The response was magnificent. Even very recently, I received a reference from an old friend to an autobiography that I would certainly never have come across on my own, namely the journalist Michael Davidson’s The World, the Flesh and Myself (1973). Davidson, born in 1897, joined up at the age of seventeen and in the winter of 1915 was training to be an officer at Fort Brockhurst in Hampshire, where Lieutenant Calderon was stationed with the 9th Battalion Ox & Bucks:

I can recall only two of my fellow-officers at Fort Brockhurst — both three times my age and both, in intellect and outlook, delightfully unsoldierly. Neither, obviously, need have joined the Army at all, each could have found some cushy, opulent ‘war-work’. Yet, old as grandfathers, they chose to be junior combatant officers: it’s hard to think of a higher chivalry.

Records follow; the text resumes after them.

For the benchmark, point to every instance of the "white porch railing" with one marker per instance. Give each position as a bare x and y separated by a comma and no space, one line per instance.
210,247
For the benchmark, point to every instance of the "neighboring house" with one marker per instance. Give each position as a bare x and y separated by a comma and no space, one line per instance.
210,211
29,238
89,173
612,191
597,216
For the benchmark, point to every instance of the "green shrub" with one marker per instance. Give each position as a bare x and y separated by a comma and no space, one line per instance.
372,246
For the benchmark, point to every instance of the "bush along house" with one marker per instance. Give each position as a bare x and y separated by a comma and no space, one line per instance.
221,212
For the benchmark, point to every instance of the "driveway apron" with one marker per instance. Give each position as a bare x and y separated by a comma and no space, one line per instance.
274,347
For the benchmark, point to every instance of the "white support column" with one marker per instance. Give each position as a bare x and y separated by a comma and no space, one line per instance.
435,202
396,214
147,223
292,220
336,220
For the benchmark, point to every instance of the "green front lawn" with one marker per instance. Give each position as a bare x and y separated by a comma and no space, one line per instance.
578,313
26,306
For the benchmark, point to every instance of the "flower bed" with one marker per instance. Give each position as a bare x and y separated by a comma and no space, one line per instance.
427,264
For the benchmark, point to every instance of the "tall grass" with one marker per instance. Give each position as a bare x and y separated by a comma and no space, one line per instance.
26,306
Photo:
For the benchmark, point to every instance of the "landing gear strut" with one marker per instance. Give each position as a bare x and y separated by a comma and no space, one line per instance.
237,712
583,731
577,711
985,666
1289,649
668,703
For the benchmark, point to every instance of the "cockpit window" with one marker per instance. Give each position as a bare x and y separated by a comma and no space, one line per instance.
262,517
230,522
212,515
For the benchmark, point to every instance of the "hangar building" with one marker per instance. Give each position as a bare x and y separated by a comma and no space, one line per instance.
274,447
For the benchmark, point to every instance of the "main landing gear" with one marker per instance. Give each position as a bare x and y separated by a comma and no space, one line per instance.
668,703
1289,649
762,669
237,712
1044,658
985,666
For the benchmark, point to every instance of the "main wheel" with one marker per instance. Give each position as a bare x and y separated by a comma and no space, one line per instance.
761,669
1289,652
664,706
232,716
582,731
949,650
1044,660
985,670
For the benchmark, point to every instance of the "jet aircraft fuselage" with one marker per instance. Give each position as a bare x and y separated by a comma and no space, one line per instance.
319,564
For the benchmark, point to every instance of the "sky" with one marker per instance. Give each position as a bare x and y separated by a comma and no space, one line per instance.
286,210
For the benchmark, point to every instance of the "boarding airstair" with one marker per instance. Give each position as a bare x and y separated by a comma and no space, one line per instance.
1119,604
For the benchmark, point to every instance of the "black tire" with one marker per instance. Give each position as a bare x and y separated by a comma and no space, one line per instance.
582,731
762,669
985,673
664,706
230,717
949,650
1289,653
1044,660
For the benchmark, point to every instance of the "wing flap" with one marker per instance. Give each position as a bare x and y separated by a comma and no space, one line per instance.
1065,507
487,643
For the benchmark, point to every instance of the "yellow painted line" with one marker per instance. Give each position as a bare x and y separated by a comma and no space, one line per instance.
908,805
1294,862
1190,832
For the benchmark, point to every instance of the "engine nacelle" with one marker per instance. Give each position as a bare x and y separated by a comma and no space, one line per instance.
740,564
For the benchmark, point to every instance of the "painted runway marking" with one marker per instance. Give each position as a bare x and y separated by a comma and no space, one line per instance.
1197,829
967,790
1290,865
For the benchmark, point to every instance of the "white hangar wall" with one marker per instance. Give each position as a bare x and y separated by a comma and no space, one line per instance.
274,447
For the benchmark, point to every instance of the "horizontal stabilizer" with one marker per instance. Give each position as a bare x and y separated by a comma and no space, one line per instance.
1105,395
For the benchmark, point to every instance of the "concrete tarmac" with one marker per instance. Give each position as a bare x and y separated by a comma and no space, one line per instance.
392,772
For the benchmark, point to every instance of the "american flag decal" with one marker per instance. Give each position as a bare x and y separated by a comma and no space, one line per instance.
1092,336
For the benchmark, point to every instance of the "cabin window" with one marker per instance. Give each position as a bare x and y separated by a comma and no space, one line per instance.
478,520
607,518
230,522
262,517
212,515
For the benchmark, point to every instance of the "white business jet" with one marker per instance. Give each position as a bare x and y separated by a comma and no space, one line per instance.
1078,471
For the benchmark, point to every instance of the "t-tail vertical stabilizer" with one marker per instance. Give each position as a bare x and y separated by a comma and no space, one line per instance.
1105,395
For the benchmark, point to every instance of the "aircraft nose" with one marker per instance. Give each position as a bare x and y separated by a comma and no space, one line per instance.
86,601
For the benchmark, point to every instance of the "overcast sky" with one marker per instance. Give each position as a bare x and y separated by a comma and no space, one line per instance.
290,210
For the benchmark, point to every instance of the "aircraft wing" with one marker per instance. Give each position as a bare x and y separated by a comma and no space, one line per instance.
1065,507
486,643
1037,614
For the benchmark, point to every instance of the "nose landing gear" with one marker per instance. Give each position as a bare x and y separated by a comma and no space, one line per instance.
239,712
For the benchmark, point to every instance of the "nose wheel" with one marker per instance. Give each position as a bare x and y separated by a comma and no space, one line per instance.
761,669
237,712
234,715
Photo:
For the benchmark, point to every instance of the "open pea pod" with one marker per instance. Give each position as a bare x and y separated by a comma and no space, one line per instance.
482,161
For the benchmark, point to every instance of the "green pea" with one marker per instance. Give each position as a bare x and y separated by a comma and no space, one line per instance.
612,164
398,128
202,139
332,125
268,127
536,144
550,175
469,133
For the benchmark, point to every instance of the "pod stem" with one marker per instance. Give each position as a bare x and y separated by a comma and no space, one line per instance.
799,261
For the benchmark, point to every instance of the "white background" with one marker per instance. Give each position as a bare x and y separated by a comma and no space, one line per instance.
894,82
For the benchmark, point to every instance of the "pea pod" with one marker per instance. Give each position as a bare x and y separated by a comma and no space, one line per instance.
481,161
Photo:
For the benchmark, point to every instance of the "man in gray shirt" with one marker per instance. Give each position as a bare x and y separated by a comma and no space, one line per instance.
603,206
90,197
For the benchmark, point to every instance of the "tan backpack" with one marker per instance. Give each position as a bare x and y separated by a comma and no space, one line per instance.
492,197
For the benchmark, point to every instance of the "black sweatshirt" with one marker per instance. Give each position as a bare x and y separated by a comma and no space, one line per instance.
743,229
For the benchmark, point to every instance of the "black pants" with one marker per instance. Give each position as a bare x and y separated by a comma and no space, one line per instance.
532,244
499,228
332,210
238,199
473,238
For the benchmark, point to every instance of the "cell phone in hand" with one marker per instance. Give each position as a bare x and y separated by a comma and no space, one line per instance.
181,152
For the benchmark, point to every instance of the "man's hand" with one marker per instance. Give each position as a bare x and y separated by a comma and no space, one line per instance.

George Calderon, an important dramatist and member of that Hispano-English family renowned in art and letters, was nearly 50 and a subaltern in my regiment: a gay, whimsical, slightly ironical person, bubbling with wit and good humour and ever ready with kindness and the sensible solution of some tiresome military problem. His slim, Iberian good looks were made martial by a little black moustache. In less than a year’s time he was dead at Gallipoli.

This is a very interesting glimpse of George by a young person in the period between January and May 1915 covered on Calderonia in posts exactly a hundred years later; one, for instance, to add to the information conveyed in his letter to Kittie of 10 May 1915 that he had benefited from being welcomed into the family of a fellow ex-Oxford officer, Robert Peel, whose pretty, 24-year-old wife Helen he particularly liked.

The other older officer Davidson mentions was a certain Heneage, from the Grenadier Guards, of whom no more is known.

Davidson was wounded in 1916. He subsequently became a Communist, an anti-Nazi writer, and fairly eminent foreign correspondent. He died in 1976.